Now that you're familiar with typing in erroneous expressions, let's get back to trying legal ones.

If you've exited your Scheme system, fire it up again.

Type in the addition expression (+ 2 3), and hit <return>. (From now on, I'll skip saying "and hit <return>." I'll also stop showing the prompt Scheme gives you after printing the result of an expression.)

Scheme>(+ 2 3)
5

Again, Scheme evaluated the expression, printed the result, which was (a pointer to) 5, and gave you a prompt to type in something else. Notice that it didn't save the value anywhere. It just printed out the result.

The value we gave to myvar earlier is still there, though. We can ask Scheme what it is, just by typing in a variable reference expression, i.e., just the variable name.

Scheme>myvar
10

Scheme has kept track of the storage named myvar, and it evaluates the expression myvar by looking up the value. Then it prints out that result, and gives you another prompt, as it always does.

To change the value stored in the binding of myvar, and look at the new value, just type in a set! expression and then the name of the variable, like this:

Scheme>(set! myvar 32)
#void
Scheme>myvar
32

You may see a different result for the set! expression. Standard Scheme doesn't specify the return value of set!, because you generally use it for its side-effect, not its result. As with define, your system may return something different. It may also suppress the printing of this useless value, so you may not see anything at all.

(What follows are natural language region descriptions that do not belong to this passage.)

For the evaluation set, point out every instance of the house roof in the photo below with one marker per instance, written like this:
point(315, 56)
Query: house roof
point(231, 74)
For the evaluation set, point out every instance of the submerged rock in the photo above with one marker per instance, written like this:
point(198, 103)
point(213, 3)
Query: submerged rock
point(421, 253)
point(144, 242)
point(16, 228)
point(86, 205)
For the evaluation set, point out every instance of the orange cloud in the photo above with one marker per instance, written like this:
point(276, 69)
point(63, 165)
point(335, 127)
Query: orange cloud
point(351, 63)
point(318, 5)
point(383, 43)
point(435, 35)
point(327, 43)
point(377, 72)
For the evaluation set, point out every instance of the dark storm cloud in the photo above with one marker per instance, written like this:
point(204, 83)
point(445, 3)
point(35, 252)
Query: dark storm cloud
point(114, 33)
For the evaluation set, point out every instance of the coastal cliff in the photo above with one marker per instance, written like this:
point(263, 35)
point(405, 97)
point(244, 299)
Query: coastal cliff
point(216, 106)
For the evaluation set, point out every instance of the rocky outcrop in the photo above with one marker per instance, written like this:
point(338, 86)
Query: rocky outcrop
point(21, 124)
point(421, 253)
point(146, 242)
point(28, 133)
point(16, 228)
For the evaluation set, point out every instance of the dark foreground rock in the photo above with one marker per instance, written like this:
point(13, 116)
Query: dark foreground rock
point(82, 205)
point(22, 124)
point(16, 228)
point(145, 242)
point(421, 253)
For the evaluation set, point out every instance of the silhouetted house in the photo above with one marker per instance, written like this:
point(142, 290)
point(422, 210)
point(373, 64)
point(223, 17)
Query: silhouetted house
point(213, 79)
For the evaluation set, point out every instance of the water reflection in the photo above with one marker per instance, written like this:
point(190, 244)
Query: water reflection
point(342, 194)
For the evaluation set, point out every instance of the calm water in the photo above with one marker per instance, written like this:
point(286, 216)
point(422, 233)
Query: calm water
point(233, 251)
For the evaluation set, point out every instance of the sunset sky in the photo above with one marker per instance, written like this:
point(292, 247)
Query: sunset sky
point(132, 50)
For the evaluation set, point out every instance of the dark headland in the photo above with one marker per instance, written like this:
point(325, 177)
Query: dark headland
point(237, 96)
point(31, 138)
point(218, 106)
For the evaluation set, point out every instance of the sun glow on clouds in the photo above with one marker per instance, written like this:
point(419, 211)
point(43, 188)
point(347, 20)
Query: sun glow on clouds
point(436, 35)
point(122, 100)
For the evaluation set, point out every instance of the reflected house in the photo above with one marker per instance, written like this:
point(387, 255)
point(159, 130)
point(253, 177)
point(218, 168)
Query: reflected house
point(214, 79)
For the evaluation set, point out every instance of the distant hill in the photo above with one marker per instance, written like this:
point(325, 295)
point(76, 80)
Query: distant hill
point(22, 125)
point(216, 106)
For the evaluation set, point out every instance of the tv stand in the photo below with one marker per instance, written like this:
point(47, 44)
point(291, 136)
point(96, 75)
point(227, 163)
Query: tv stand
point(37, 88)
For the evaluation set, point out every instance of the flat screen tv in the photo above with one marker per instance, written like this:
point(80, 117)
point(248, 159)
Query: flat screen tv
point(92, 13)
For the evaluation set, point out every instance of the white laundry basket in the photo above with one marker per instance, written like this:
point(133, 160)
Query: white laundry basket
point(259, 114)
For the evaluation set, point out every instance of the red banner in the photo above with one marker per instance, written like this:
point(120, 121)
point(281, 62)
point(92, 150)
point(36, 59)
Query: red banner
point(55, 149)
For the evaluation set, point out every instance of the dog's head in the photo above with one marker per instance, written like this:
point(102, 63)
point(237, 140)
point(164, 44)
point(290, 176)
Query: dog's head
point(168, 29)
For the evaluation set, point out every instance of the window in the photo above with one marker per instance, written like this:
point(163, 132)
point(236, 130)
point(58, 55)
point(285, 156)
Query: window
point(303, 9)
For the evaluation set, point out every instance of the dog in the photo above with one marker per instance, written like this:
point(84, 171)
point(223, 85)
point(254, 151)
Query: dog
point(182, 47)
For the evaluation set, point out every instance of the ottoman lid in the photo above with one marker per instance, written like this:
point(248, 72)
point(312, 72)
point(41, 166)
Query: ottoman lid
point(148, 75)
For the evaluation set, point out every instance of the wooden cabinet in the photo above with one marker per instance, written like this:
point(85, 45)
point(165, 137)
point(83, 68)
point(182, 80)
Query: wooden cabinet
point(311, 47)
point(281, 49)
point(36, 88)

In some Scheme systems, the value of a set! expression is the name of the variable being set, so you may see somthing like this:

Scheme>(set! myvar 32)
myvar
Scheme>myvar
32

(In other systems, it's something else, like the old value of the variable you're clobbering.) You should not depend on the value returned by the set! if you want your program to be portable. In the example above, it doesn't really matter what result the set! returns, except that that's what gets printed out before you get a new prompt. What matters about set! is its effect, which is to update the value of the variable binding. As we can see, it had its effect--when we evaluate the expression myvar, it returns the new value, which is printed out: 32.

We can also use more complicated expressions--just about anything. Now we'll increment the variable by five, and again ask Scheme the value of the variable.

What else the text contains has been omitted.